The entry of enslaved Africans into the war effort as soldiers, intelligence operatives and workers drained the labor force of the planters while fostering an atmosphere of rebellion among the Black population against the Confederacy. Although the Union forces prevailed over the planters in April 1865, cotton would continue to play an important role in the growth of U.S. capitalism. For a period of 134 years, between 1803 to 1937, the U.S. would remain the world’s largest exporter of cotton.
Slavery and Industrial Capitalism
Dr. Eric Williams (1911-1981), the former Prime Minister of Trinidad and Tobago, wrote his doctoral dissertation at Oxford University in 1944 on Capitalism and Slavery. His thesis was controversial during this time period and even today in the third decade of the 21st century.
Williams documented the historical links between the Triangular Trade, slave labor, colonialism and the rise of Industrial capitalism. The author advanced the notion that the transition from African enslavement to capitalism was not based upon a moral revulsion against the horrors of human bondage. Williams emphasized that the advent of industrial capitalism was a logical progression to a more efficient method to exploit labor.

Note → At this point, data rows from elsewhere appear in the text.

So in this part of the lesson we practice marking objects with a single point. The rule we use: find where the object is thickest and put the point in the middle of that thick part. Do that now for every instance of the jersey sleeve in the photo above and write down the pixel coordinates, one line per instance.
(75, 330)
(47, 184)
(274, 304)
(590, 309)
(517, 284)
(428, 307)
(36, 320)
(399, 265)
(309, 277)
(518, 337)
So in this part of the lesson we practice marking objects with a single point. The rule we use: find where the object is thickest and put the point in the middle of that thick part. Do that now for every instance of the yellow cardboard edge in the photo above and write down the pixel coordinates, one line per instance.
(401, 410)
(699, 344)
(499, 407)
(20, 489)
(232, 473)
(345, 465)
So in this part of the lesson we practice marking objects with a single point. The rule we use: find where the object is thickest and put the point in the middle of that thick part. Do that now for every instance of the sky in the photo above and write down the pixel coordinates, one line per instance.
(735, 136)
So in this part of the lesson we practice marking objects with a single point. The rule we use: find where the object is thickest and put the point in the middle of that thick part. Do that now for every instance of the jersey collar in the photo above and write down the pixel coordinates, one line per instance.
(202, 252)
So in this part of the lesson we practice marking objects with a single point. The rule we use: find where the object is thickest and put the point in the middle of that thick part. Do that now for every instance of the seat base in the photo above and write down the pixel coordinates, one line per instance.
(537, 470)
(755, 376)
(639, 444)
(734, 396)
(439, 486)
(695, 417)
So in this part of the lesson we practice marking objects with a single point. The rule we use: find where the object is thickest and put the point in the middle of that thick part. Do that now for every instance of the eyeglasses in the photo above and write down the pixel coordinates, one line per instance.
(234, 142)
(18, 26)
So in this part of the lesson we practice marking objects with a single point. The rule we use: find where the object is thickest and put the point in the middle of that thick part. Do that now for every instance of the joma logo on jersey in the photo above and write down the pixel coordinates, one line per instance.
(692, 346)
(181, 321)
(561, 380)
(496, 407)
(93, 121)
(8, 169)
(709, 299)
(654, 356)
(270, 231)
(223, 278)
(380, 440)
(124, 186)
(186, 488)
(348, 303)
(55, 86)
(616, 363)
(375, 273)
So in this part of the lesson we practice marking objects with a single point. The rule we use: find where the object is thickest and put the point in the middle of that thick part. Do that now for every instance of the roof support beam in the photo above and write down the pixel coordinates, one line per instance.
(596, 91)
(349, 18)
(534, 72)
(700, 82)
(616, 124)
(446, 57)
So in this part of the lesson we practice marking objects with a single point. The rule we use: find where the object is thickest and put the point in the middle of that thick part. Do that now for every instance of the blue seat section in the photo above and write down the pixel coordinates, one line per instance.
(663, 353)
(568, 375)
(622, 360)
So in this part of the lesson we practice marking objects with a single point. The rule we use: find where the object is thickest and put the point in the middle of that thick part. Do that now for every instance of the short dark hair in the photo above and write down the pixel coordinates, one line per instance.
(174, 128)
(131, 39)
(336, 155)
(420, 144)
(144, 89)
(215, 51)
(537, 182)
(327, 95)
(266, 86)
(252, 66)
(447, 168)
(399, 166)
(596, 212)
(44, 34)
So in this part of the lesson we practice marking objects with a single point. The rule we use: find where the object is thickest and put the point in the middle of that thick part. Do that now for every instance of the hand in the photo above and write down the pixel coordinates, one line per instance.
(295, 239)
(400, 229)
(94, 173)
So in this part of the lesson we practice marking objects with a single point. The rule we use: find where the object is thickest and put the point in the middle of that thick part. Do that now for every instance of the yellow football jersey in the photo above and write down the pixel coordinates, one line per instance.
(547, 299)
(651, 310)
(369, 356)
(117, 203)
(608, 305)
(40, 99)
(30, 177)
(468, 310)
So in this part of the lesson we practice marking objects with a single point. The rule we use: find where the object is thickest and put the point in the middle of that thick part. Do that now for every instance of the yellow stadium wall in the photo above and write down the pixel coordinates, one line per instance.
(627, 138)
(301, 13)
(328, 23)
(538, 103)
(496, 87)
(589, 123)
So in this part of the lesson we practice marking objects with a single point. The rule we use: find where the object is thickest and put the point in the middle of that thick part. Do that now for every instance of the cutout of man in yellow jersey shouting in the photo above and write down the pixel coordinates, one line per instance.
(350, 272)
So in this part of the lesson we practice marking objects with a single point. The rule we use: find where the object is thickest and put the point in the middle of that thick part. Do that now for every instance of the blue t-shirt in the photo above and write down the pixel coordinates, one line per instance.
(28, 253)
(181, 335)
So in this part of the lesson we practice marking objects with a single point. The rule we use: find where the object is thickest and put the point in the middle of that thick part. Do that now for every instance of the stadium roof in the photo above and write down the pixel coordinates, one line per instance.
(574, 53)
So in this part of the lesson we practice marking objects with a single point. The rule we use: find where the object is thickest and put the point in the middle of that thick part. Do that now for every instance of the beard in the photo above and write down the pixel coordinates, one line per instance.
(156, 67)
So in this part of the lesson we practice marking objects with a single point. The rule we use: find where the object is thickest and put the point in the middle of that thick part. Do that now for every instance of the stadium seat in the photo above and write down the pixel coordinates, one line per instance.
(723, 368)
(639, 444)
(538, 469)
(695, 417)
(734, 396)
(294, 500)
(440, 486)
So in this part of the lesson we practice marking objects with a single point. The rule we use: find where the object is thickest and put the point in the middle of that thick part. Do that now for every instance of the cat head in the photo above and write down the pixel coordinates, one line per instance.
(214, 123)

He outlines the establishment of the major industries within Britain including banking, shipping, commerce, insurance and mass production tracing their origins to the profits accrued from the Atlantic Slave Trade. At the time of the completion of Williams’ dissertation, he could not find a publisher in Britain and therefore the work was issued in book form in the U.S. An independent publisher marketed the first British edition in 1964, two decades after its completion.
In 2022, a mainstream British publisher, Penguin Books, reprinted Capitalism and Slavery which became a major seller. A recent article in the Guardian newspaper reflected on the significance of this literary event saying:
“While studying at Oxford, Williams, who was born in Trinidad and Tobago in 1911, wrote his thesis on the subject. That formed the basis of Capitalism and Slavery. He took it to Fredric Warburg, a leading publisher of revolutionary texts who had put out all of Stalin’s and Trotsky’s works. Warburg categorically refused. ‘Mr. Williams,’ he said, ‘are you trying to tell me that the slave trade and slavery were abolished for economic and not for humanitarian reasons? I would never publish such a book, for it would be contrary to the British tradition.’”
The historical impact of African enslavement remains well into the present century. It will take the abolition of capitalism and imperialism to bring about the political conditions for the genuine liberation and social emancipation of African people along with the oppressed and working peoples around the globe.